Some scientists believe that the level of carbon dioxide in the atmosphere exceeded a critical threshold, the average air temperature dropped and Antarctica froze. As more sunlight reflected more ice, the temperature dropped more. The transition from the Eocene to the Oligocene has been described as a transition from “greenhouse” to “ice house”.
Then, in Africa, things got even worse. About 31 million years ago, volcanoes near the equator, in present-day Ethiopia, erupted with destructive toxic fumes and continuous flooding of molten basalt.
Fossil records from North America, Europe, and Asia are fairly well established between 11 million years before and after these events. Scientists were able to count fossils before and after the climate cooled to find out which animals existed and after, and what was lost. But, Seiffert says, “in this period of time, the record of African fossils is really weak.” This disagreement was of concern, so he tried to study the relationships between the fossil records that his group had.
For their study, Seiffert and de Vries focused on the 76 million-year-old family tree, when primates and rodents moved away.
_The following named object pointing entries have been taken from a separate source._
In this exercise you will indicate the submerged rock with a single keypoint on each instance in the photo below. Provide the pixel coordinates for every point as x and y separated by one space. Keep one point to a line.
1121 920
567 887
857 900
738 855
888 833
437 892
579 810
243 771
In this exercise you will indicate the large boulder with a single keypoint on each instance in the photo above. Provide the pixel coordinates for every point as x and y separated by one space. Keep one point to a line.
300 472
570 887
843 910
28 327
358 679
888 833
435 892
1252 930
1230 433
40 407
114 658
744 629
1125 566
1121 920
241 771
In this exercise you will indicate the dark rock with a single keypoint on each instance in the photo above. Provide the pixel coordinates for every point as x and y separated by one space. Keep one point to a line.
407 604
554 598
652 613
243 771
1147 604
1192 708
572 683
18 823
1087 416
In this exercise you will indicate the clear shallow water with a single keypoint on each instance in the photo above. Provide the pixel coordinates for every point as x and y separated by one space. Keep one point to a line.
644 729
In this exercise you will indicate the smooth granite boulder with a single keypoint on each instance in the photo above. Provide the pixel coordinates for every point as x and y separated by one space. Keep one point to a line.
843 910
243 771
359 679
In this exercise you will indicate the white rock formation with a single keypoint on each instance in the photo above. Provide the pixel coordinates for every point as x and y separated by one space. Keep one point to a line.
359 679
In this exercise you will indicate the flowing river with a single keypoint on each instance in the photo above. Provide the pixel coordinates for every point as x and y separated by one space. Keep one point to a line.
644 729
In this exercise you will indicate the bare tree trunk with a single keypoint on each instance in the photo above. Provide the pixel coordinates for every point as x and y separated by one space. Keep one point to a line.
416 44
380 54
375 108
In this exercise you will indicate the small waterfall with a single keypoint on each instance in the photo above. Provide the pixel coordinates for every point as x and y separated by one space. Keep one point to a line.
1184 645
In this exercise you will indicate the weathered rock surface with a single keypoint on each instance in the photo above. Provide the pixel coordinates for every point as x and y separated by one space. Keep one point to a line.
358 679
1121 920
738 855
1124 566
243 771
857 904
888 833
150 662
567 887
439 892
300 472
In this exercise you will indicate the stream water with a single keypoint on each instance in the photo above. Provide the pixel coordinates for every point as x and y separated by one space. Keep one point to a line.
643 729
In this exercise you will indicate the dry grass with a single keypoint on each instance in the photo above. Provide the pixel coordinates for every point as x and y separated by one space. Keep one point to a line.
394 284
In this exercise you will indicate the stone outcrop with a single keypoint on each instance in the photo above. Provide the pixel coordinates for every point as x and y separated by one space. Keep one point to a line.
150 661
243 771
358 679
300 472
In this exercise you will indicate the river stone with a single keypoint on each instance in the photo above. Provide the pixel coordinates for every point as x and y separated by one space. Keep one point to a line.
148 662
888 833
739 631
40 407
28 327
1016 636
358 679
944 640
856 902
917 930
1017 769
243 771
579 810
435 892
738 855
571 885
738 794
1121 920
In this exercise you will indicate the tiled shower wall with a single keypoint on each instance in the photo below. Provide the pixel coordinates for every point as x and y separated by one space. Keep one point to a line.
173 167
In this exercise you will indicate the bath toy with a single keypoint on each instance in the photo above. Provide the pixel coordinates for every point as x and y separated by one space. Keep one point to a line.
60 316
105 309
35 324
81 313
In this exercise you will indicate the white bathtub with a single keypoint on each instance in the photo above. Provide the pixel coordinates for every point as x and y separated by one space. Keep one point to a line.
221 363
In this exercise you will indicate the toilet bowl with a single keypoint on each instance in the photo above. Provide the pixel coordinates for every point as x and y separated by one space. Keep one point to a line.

Specifically, they investigated the teeth of two suborders (histricognath and anomaluroid) and two suborders of primates (strepsirrhine and anthropoid). These clades created existing species such as capybara, flying squirrels with scaly tails, lemurs — and us.
Researchers decided to reconstruct the genealogical tree of the phylogeny or evolutionary relationships of these groups from 56 million years ago to 15 million years ago. Using teeth as a guide to “who’s who”, from fossils found in the late Eocene to Miocene survivors to their descendants, about 20 million years ago, they drew branches between lineages. When they were finished, a significant gap arose: the Miocene lineages arose from a small strange part of the earlier mammals. Researchers found that 63 percent of the lineages that existed in the late Eocene had not passed through the next era. About 30 million years ago, they concluded, these species must have become extinct thanks to their changing environment. “There’s really no other explanation,” Seiffert says. “They have to disappear.”
The diversity of lineages showed the group how many species were lost as a result of a changing climate, but not how different these species could be from each other, i.e. how many species were lost. anatomical diversity also disappeared. For example, says de Vries, imagine a scenario in which two types of birds disappear. These two species could be very similar, or they could be very different in terms of body types, genetics, or ecological niches. “If you have a hummingbird and a flamingo, that’s very different than if you were a pigeon and a pigeon,” he says.